Il team, guidato dalla sociologa della NYU Sarah Cowan e che ha visto la partecipazione dell’ex Chief Medical Officer dell’Alaska Anne Zink, ha incrociato due enormi database:
- Il Registro dei Traumi dell’Alaska, che traccia tutte le lesioni gravi trattate negli ospedali.
- Le Statistiche Vitali, che registrano tutti i decessi.
L’obiettivo era verificare due ipotesi “catastrofiche”:
- Che i tassi di lesioni traumatiche aumentassero nei giorni successivi all’incasso dell’assegno.
- Che i tassi di mortalità (in particolare per cause non naturali come incidenti, omicidi o suicidi) subissero un’impennata.
Si voleva valutare se, nei giorni successivi, i comportamenti fossero talmente erratici e strani da portare a un aumento degli incidenti. I risultati sono stati tranquillizzanti.
I risultati: la noiosa stabilità dei dati
I risultati sono stati tanto chiari quanto deludenti per i detrattori dei sussidi diretti. Ecco cosa è emerso dall’analisi dei numeri:
- Nessun picco di traumi: Nei giorni e nelle settimane immediatamente successivi al pagamento, non si è registrato alcun aumento statisticamente significativo delle lesioni gravi.
- Mortalità invariata: Non c’è stata alcuna evidenza di un aumento dei decessi, né per cause generali né per cause “innaturali” (spesso legate all’abuso di sostanze).
- Uniformità geografica: Il dato è coerente sia nelle zone rurali che nelle aree urbane come Anchorage e Fairbanks, che per demografia e struttura assomigliano a molte città di medie dimensioni degli Stati Uniti continentali.

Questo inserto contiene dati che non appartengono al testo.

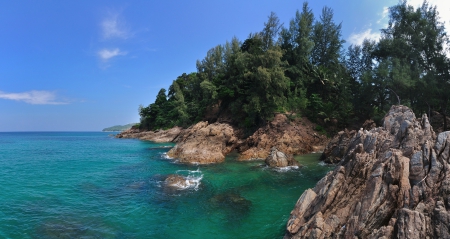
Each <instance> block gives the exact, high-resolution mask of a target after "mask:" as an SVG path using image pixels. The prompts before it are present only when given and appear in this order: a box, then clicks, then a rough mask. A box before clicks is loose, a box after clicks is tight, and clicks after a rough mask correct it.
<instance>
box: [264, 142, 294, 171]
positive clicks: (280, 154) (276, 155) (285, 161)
mask: <svg viewBox="0 0 450 239" xmlns="http://www.w3.org/2000/svg"><path fill="white" fill-rule="evenodd" d="M265 163H266V165H267V166H269V167H287V166H299V163H298V162H297V161H296V160H295V159H294V158H293V157H288V156H287V155H286V154H284V153H283V152H281V151H279V150H278V149H277V148H275V147H272V149H271V151H270V154H269V156H267V158H266V160H265Z"/></svg>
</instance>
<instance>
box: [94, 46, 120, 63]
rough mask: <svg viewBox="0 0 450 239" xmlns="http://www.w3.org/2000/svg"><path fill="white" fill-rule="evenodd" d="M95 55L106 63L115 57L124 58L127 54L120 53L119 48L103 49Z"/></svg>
mask: <svg viewBox="0 0 450 239" xmlns="http://www.w3.org/2000/svg"><path fill="white" fill-rule="evenodd" d="M97 54H98V56H99V57H100V58H101V59H102V60H104V61H108V60H109V59H111V58H113V57H116V56H124V55H126V54H128V52H125V51H121V50H120V49H119V48H115V49H103V50H100V51H98V52H97Z"/></svg>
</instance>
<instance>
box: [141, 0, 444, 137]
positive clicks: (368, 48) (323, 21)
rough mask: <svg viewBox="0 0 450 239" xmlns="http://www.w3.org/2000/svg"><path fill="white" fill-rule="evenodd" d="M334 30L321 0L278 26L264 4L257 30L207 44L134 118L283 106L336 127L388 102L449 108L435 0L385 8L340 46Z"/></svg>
mask: <svg viewBox="0 0 450 239" xmlns="http://www.w3.org/2000/svg"><path fill="white" fill-rule="evenodd" d="M341 29H342V25H341V23H336V22H335V21H334V20H333V10H332V9H331V8H329V7H324V8H323V9H322V13H321V15H320V16H319V18H317V19H316V18H315V16H314V14H313V12H312V10H311V9H310V8H309V6H308V3H307V2H305V3H303V6H302V8H301V11H297V12H296V13H295V16H294V18H293V19H292V20H291V21H290V22H289V24H288V25H286V26H284V25H283V24H281V23H280V20H279V18H278V17H277V15H276V14H275V13H273V12H272V13H270V15H269V16H268V18H267V21H266V22H265V23H264V24H263V28H262V30H261V31H260V32H255V33H250V34H249V36H248V37H247V39H245V40H244V41H240V40H239V39H237V38H236V37H234V38H232V40H231V41H230V42H226V43H225V44H222V45H217V46H216V47H213V48H211V49H210V50H209V51H208V52H207V53H206V56H205V58H204V59H202V60H198V61H197V71H196V72H193V73H190V74H185V73H183V74H181V75H180V76H179V77H177V79H175V80H174V81H173V83H172V85H171V86H170V87H169V89H168V91H167V90H165V89H161V90H160V91H159V93H158V95H157V97H156V100H155V102H154V103H151V104H150V105H148V106H147V107H143V106H141V107H140V108H139V114H140V116H141V127H142V128H146V129H159V128H170V127H173V126H176V125H177V126H182V127H187V126H189V125H191V124H193V123H196V122H198V121H200V120H205V119H208V120H210V121H214V120H217V118H220V116H221V115H223V114H227V115H231V118H232V123H234V124H236V125H237V126H240V127H242V128H246V129H251V128H255V127H258V126H260V125H261V124H264V123H265V122H266V121H267V120H270V119H271V118H272V117H273V115H274V113H285V114H288V115H289V116H307V117H308V118H310V119H311V120H312V121H315V122H317V123H319V124H322V125H323V126H333V127H335V128H340V127H345V126H347V125H348V124H350V123H351V122H352V121H358V120H359V121H361V120H365V119H368V118H374V119H378V118H380V117H381V116H383V115H384V114H385V113H386V112H387V110H388V109H389V107H390V106H391V105H392V104H404V105H407V106H410V107H411V108H412V109H413V110H414V111H415V112H416V113H423V112H426V113H428V114H430V112H431V111H438V112H441V113H442V114H444V115H446V114H447V110H448V103H449V100H450V94H449V93H448V92H450V84H449V79H450V78H449V75H450V70H449V69H450V60H449V58H448V50H447V49H448V47H449V39H448V37H447V34H446V31H445V28H444V25H443V23H442V22H440V20H439V14H438V12H437V10H436V7H434V6H431V5H430V4H429V3H428V2H427V1H424V2H423V4H422V6H421V7H419V8H414V7H412V6H410V5H408V3H407V2H406V1H402V2H400V3H399V4H397V5H395V6H392V7H390V8H389V25H388V26H387V28H385V29H382V30H381V34H382V37H381V39H380V40H379V41H378V42H375V41H371V40H368V39H366V40H365V41H364V42H363V43H362V45H351V46H350V47H348V49H346V50H344V48H343V45H344V43H345V41H344V40H343V39H342V33H341ZM166 93H167V94H166ZM211 115H213V116H211ZM445 127H446V124H445Z"/></svg>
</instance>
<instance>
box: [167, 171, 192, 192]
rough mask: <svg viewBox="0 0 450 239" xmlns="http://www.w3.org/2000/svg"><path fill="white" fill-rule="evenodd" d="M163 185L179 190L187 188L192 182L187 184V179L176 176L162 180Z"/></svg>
mask: <svg viewBox="0 0 450 239" xmlns="http://www.w3.org/2000/svg"><path fill="white" fill-rule="evenodd" d="M164 183H165V185H166V186H168V187H173V188H180V189H184V188H187V187H189V186H190V185H191V184H193V182H189V180H188V179H187V178H185V177H183V176H180V175H177V174H171V175H169V176H168V177H167V178H166V180H164Z"/></svg>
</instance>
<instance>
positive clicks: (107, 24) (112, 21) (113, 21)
mask: <svg viewBox="0 0 450 239" xmlns="http://www.w3.org/2000/svg"><path fill="white" fill-rule="evenodd" d="M100 25H101V27H102V35H103V38H105V39H110V38H122V39H127V38H129V37H131V36H132V35H133V34H132V33H130V32H129V31H128V29H127V27H126V25H125V21H124V20H123V19H122V18H120V15H119V14H117V13H110V14H109V16H108V17H107V18H105V19H103V21H102V22H101V24H100Z"/></svg>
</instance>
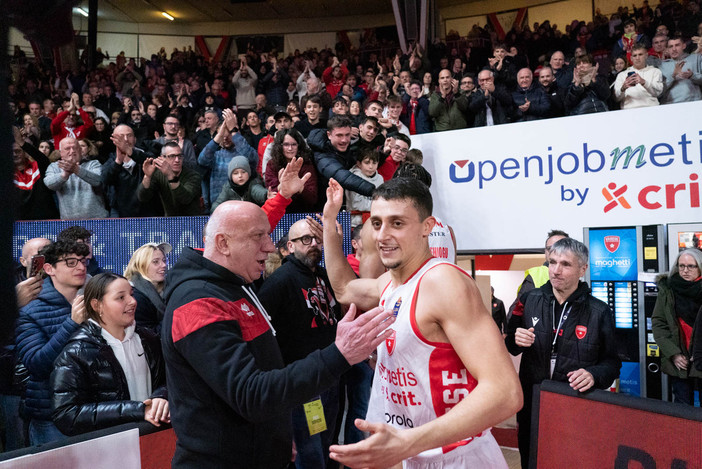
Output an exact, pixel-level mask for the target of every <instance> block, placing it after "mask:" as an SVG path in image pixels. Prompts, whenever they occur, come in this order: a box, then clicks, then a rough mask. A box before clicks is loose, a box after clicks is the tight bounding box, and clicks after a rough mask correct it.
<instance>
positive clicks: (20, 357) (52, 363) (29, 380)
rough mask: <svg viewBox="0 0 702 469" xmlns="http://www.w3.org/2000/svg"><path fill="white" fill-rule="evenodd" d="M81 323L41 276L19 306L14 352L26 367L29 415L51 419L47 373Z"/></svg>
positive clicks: (44, 419) (56, 293) (48, 388)
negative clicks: (40, 287)
mask: <svg viewBox="0 0 702 469" xmlns="http://www.w3.org/2000/svg"><path fill="white" fill-rule="evenodd" d="M79 327H80V325H79V324H76V323H75V322H74V321H73V320H72V319H71V304H70V303H69V302H68V301H67V300H66V298H65V297H64V296H63V295H62V294H61V293H59V292H58V290H56V288H54V284H53V283H52V282H51V278H47V279H46V280H44V284H43V286H42V290H41V293H40V294H39V296H38V297H37V298H36V299H35V300H34V301H32V302H31V303H29V304H28V305H27V306H25V307H24V308H22V309H21V310H20V315H19V319H18V320H17V339H16V342H15V343H16V345H17V355H18V357H19V359H20V361H21V362H22V363H24V366H26V367H27V370H29V381H28V382H27V391H26V394H25V410H26V413H27V416H28V417H29V418H34V419H39V420H51V387H50V386H49V376H50V375H51V370H53V367H54V360H56V357H58V356H59V354H60V353H61V351H62V350H63V347H64V346H65V345H66V344H67V343H68V340H69V339H70V338H71V335H73V333H74V332H75V331H77V330H78V328H79Z"/></svg>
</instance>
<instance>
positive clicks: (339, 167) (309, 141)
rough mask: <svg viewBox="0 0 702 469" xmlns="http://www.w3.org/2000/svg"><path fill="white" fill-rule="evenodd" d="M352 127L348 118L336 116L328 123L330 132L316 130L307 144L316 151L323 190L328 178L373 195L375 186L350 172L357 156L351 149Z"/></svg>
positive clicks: (307, 142) (370, 194)
mask: <svg viewBox="0 0 702 469" xmlns="http://www.w3.org/2000/svg"><path fill="white" fill-rule="evenodd" d="M352 126H353V123H352V122H351V119H349V118H348V117H346V116H334V117H332V118H331V119H329V120H328V121H327V129H328V130H327V131H326V132H325V131H324V130H323V129H315V130H313V131H312V132H311V133H310V136H309V138H308V139H307V143H309V145H310V148H311V149H312V151H313V152H314V162H315V166H316V167H317V170H318V171H319V173H320V175H321V177H320V179H319V185H320V186H321V187H326V186H327V184H328V181H329V179H331V178H334V179H335V180H336V181H337V182H338V183H339V184H341V186H342V187H343V188H344V189H346V190H350V191H354V192H358V193H359V194H361V195H365V196H370V195H371V194H372V193H373V191H374V190H375V186H374V185H373V184H371V183H370V182H368V181H364V180H363V179H361V178H360V177H358V176H356V175H355V174H353V173H352V172H351V171H350V170H349V168H350V167H351V166H353V165H355V164H356V158H355V155H354V153H353V152H352V151H351V149H350V144H351V127H352Z"/></svg>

Per facilitare la comprensione della portata dello studio, riassumiamo i dati chiave nella seguente tabella:
| Parametro Analizzato | Dettagli dello Studio | Risultato Post-Pagamento |
| Periodo | 2009 – 2019 (11 anni) | – |
| Campione Traumi | 36.556 casi ospedalieri | Nessuna variazione significativa |
| Campione Decessi | 43.170 certificati di morte | Nessuna variazione significativa |
| Finestra Temporale | 7 giorni e 30 giorni dopo il bonifico | Trend stabili |
| Tipologia Erogazione | ~$1.500 medi (annuali, universali) | Nessun impatto negativo sulla salute pubblica |
Perché è importante per l’economia e la politica
Questo studio si distingue dai precedenti per la sua ampiezza e per il fatto di coprire l’intera popolazione, non solo fasce marginali. Alcune ricerche passate avevano dato risultati contrastanti, ma spesso si basavano su campioni limitati o finestre temporali ristrette. Qui abbiamo un decennio di dati su un’intera popolazione statale.

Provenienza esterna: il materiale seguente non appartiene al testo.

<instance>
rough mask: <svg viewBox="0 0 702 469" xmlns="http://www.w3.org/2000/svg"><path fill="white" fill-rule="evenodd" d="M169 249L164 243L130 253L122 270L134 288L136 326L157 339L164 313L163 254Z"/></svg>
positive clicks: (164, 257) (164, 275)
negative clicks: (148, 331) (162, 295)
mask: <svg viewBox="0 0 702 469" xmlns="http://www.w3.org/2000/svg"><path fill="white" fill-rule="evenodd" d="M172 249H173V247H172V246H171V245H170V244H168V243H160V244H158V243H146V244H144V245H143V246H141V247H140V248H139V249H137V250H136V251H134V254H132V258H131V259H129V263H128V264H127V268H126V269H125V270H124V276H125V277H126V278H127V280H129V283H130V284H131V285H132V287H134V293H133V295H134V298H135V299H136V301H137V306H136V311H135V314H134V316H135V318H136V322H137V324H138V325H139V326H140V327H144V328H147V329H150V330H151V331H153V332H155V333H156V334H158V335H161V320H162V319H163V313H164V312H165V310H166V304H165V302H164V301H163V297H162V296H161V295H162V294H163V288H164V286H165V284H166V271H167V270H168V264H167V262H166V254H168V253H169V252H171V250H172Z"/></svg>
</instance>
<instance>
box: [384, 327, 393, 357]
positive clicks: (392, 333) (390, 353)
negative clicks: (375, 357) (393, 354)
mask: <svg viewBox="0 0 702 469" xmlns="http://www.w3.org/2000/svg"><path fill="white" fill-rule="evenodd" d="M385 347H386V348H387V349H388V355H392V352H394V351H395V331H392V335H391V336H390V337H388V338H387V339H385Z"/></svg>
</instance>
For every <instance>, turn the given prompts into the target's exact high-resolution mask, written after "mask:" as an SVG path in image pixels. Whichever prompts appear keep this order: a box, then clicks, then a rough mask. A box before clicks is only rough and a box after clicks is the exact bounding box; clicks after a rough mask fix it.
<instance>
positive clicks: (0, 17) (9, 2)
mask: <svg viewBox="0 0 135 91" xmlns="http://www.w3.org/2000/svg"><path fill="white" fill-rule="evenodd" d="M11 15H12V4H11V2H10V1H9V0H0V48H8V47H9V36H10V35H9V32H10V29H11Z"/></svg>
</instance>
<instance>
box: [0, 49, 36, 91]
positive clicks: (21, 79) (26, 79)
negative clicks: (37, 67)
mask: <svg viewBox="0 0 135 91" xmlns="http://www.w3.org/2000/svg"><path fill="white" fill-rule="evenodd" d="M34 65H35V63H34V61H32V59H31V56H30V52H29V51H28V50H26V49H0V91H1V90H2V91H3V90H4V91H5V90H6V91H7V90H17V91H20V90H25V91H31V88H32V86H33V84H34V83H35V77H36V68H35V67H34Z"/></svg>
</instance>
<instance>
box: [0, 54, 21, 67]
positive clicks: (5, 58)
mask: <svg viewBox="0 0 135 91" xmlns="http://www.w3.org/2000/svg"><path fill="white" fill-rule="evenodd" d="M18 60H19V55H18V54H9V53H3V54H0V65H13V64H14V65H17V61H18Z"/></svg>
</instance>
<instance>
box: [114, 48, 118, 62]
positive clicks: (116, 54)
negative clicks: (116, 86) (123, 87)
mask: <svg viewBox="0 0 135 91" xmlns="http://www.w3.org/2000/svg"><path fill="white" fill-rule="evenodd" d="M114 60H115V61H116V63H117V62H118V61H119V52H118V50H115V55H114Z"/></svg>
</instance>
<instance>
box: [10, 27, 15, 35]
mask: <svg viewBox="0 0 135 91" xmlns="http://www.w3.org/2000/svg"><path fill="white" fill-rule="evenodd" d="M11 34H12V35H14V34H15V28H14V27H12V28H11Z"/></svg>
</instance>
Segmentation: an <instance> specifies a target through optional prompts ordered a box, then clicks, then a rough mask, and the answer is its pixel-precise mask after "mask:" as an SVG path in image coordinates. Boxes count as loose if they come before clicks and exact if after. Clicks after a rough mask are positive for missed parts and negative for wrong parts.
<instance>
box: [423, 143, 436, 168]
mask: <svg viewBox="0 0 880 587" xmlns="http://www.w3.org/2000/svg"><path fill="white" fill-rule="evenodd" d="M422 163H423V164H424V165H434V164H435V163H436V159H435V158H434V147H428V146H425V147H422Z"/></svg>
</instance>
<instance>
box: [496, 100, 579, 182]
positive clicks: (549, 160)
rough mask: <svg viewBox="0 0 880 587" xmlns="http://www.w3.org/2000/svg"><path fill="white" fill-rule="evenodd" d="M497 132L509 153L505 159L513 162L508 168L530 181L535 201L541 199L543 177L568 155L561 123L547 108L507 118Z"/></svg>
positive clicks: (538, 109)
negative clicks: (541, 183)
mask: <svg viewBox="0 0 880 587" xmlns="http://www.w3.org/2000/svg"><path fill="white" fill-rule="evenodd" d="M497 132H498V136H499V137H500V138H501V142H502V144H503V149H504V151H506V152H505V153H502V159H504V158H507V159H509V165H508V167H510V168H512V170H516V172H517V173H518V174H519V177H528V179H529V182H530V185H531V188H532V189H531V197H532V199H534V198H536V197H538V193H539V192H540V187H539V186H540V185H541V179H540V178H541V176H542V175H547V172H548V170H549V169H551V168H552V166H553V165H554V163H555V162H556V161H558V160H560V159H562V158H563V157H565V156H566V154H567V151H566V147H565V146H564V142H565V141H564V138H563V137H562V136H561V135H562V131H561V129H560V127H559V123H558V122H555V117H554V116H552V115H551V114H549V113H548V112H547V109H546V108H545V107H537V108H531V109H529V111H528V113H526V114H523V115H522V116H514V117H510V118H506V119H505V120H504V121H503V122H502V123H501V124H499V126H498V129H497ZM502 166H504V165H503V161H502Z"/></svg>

La dottoressa Anne Zink, co-autrice dello studio, ha sottolineato un punto cruciale: “Come medico d’urgenza temevo che il PFD annuale portasse a danni immediati, ma i dati a livello di popolazione mostrano che non c’è associazione temporale tra il trasferimento di denaro e l’aumento di traumi o mortalità”.
In termini economici, questo smonta la narrazione paternalistica secondo cui il cittadino medio, o peggio quello a basso reddito, sia incapace di gestire un surplus di liquidità senza farsi del male. La “follia da spesa” che porta al pronto soccorso semplicemente non esiste nei dati. Esiste invece un sostegno al reddito che, come dimostrato da altri studi citati dagli autori, è uno strumento efficace per ridurre la povertà.
Razionalità contro pregiudizio
Le critiche ai trasferimenti monetari (che spesso sentiamo ripetere anche in Italia contro ogni forma di sussidio) si basano sovente su aneddoti o su una visione pessimistica della natura umana, piuttosto che su evidenze empiriche.
Lo studio dell’Alaska ci dice una cosa semplice: le paure sono infondate. Quando le famiglie ricevono denaro, tendono a usarlo per le loro necessità, non per distruggersi. Certo, l’Alaska è un caso specifico con una sua cultura, e la cifra non è eccessiva, ma il fatto che i risultati tengano anche nelle aree urbane suggerisce che queste conclusioni siano esportabili.
In un’epoca in cui si ridiscutono i meccanismi di welfare e si guarda con interesse (o orrore, a seconda della scuola di pensiero) all’idea di reddito universale, sapere che l’iniezione di liquidità non si traduce in costi sanitari aggiuntivi o perdite di vite umane è un dato macroeconomico fondamentale. Forse è tempo di trattare i cittadini come agenti economici razionali, e non come bambini da tutelare dai propri portafogli.